During and after the process completes, we can log in to a target mailbox and see the items are successfully imported:
Figure 26: Viewing recovered data within a mailbox
The product contains appropriate functionality for the common use cases for this type of recovery software. We’ve got the option to export messages individually into standards-compliant formats, export to PST and ingest data directly into Exchange.
A good range of filtering functionality is included and the functionality is easy to find through an intuitive interface.

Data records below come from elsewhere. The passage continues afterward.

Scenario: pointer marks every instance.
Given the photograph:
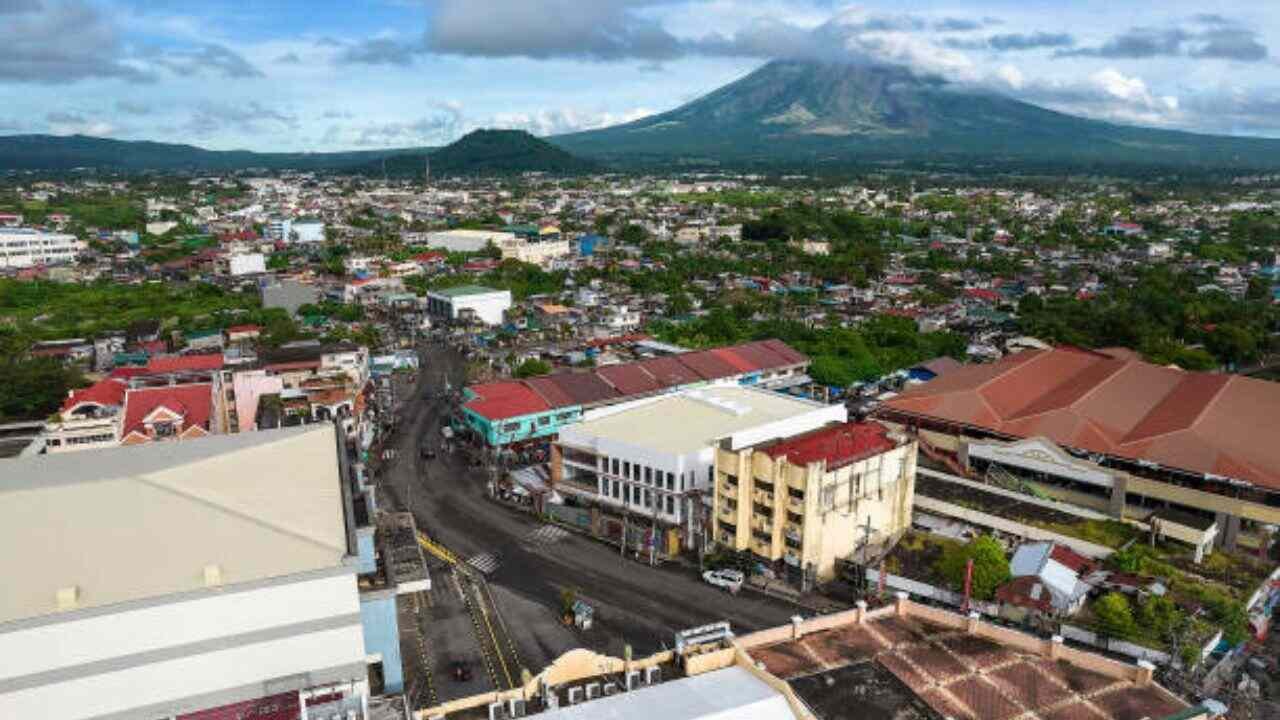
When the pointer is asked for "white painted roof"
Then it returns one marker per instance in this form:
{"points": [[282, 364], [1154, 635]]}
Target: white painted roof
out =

We used the included support to provide a guided tour of the product. The support team provide a remote session typically taking control of the workstation to assist. Support was helpful and available when we requested, and no questions about the product were unanswered.
We were happy with the product’s functionality and it is straightforward to use. The dependency on Outlook is less than ideal, as it is typical to manage the recovery of large databases on a server – which will not usually have the Office suite installed in advance; however, using Outlook should mean it is using the correct mechanism to reach the server.
The processing speed is adequate but could be improved.
The fact that the software already supports Exchange 2016, Outlook 2016, and has just been updated with new features, such as export to Public Folders or Archive Mailboxes, shows the software is under active development.